The procession of the Thiruvambadi Pooram to the grounds of Vadakkunnatha Temple and back is not only important, but also quite enlivening. The marvelous as well as magical effect of the Panchavadyam, a combination of five percussion and wind instruments, is to be felt and enjoyed.
Vishu is more important among Hindu festivals of Kerala, which occurs in April. Vishu marks the sowing season and is celebrated with great devotion all over Kerala. Every Hindu wakes-up to see as the fight sight, the "Vishukkani", a decorated plate, full of fruits, 'konna flowers', gold ornaments, portraitsof different deities, all placed in the full glow of lighted bell metal lamps.
The belief among the people is that by seeing 'vishukkani', they will have ensured a prosperous year for agriculture. Children as well as adults explode crackers to ward off evil spirits during Vishu.
A colorful festival that is celebrated by all Hindus worldwide is Deepavali, which is also known as the festival of lights. This festival usually falls around late October and November. One important practice that the Hindus follow during the festival is to light oil lamps in their homes on Deepavali morning. By lighting the oil lamps, the Hindus are thanking the gods for the happiness, knowledge, peace and wealth that they have received. The Hindus consider Deepavali as one of the most important festivals to celebrate.
Story behind Deepavali Festival
There is even an interesting legend behind this festival. The story goes that Narakasura, a demon, ruled the kingdom of Pradyoshapuram. Under his rule, the villagers suffered a lot of hardship as the demon tortured the people and kidnapped the women to be imprisoned in his palace. Seeing his wickedness, Lord Khrishna set out to destroy the demon and the day Narakasura died was celebrated as Deepavali, the triumph of good over evil!
Preparation for Deepavali starts usually at least two to three weeks before the festival. It is known that the Hindus will be busy cleaning their houses to prepare for the festival. Some would even renovate their houses to prepare it for Deepavali. Usually the family will shop for new clothes and for accessories to decorate their homes. Prior to the festival, Indian shops will be selling festive items like Deepavali greeting cards, carpets, Punjabi suits and flowers. The Hindus will frequent these shops when they are shopping for Deepavali.

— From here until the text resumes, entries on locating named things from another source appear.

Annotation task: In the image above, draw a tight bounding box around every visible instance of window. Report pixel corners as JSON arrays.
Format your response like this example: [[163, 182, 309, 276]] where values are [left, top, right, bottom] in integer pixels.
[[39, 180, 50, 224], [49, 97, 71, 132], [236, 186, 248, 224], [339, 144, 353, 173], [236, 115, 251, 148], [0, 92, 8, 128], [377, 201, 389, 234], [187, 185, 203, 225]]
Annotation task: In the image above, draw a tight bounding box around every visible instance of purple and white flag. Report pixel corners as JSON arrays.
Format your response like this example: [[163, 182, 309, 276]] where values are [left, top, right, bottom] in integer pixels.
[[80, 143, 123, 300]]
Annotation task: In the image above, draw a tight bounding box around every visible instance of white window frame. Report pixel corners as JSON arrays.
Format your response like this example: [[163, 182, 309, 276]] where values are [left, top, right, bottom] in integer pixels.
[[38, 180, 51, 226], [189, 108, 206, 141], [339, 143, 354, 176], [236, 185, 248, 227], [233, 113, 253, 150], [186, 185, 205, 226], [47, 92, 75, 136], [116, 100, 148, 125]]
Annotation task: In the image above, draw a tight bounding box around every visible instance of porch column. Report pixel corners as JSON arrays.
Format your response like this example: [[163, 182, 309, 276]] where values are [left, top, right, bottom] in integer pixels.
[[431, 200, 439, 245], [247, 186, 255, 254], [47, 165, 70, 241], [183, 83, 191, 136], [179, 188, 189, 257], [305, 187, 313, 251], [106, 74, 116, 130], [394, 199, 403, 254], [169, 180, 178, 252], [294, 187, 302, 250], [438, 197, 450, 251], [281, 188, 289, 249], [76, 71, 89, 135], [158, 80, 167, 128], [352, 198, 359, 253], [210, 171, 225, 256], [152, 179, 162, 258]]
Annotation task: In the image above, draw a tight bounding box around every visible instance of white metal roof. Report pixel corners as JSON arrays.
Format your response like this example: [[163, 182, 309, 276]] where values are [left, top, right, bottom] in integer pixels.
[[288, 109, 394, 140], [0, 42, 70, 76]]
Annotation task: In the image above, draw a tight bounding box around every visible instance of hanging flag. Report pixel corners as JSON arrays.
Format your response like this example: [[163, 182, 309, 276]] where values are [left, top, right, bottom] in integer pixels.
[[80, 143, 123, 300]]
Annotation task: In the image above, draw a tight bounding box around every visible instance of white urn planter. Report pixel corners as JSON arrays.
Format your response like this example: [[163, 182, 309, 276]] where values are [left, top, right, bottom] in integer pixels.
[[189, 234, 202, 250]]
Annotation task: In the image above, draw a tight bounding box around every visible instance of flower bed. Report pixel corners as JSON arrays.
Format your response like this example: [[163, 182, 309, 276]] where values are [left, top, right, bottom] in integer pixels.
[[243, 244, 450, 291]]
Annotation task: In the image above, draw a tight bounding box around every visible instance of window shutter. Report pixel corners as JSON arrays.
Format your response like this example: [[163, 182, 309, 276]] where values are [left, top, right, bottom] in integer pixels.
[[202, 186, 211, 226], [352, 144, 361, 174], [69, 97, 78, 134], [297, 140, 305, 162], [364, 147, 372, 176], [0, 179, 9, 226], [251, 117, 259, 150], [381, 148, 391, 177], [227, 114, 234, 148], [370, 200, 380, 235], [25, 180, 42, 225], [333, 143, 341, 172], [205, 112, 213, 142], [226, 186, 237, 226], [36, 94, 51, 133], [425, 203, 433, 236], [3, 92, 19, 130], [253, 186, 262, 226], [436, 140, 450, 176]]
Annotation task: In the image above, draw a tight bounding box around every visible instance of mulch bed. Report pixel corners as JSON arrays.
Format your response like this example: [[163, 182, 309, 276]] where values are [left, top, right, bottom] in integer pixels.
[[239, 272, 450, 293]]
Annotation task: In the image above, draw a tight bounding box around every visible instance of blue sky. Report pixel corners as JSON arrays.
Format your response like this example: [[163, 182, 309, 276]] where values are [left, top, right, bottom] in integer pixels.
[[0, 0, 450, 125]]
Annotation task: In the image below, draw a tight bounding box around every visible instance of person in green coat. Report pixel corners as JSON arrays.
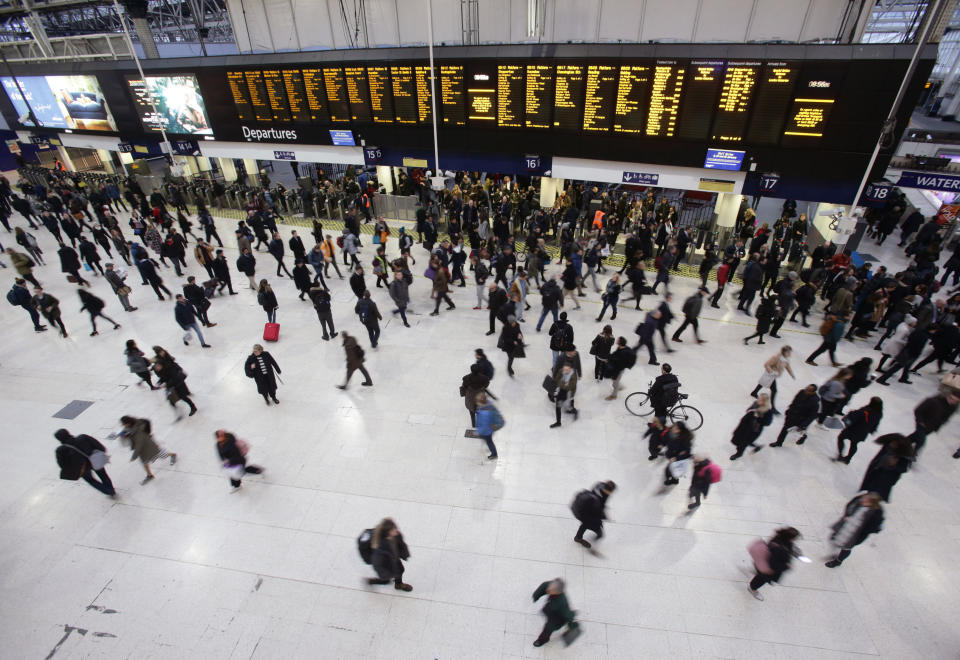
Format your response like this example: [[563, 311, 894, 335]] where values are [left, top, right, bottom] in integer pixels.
[[533, 578, 577, 646], [120, 415, 177, 486]]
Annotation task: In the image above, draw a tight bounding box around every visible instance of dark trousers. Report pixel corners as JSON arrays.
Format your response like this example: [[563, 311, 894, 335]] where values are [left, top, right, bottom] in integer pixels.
[[317, 310, 336, 339], [82, 466, 117, 495], [344, 364, 373, 385]]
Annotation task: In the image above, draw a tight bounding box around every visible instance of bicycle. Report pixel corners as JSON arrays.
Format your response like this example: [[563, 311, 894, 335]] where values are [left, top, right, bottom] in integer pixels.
[[623, 392, 703, 431]]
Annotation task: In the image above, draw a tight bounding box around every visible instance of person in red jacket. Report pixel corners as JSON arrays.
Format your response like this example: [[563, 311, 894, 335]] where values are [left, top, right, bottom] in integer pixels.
[[710, 263, 730, 307]]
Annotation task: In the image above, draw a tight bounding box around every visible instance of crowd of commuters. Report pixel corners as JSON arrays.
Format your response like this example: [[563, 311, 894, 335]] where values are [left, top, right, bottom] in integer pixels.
[[0, 166, 960, 646]]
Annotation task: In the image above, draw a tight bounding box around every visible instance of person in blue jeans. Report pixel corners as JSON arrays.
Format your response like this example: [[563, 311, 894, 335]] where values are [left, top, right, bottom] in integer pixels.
[[477, 392, 503, 460]]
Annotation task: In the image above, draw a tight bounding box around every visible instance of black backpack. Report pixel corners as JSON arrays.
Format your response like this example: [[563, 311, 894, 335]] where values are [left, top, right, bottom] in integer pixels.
[[357, 529, 373, 564]]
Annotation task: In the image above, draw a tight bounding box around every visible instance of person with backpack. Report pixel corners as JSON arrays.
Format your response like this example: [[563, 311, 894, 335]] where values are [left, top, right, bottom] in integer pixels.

The Hindus usually awake early in the morning of deepavali around 3am and the first ritual will be having an oil bath, which is an important feature of Deepavali. Hindus will be dressed in their new clothes on Deepavali. Most of the ladies would be clad in silk saris or Punjabi suits of various bright shades. Hindus particularly dislike dressing in black on that day, as they consider black an inauspicious color for the festival. Hindus would also pay their respects to the elderly and most families would go to the temple after having breakfast. This is also an important practice for them. The reason why they would be going to the temples is to pray to get happiness and prosperity on Deepavali. The houses would be decorated with oil lamps and children will play with firecrackers to celebrate the festival. On the first day, they would not go visiting but would stay at home to welcome the guests who visit them.
Food prepared during Deepavali
Visiting Hindus during Deepavali will be an interesting activity, as you will get to taste a wide variety of delicious food. In every home that you visit you are bound to be served with a tempting spread of sweets. Some of the popular sweets are halwa, burfi and laddu. Hindus love eating spicy food and for non-vegetarians they indulge in favorites like chicken tandoori, prawn sambal and fish head curry. In homes of Hindus who are vegetarians popular dishes like thosais, idlis and naans are prepared.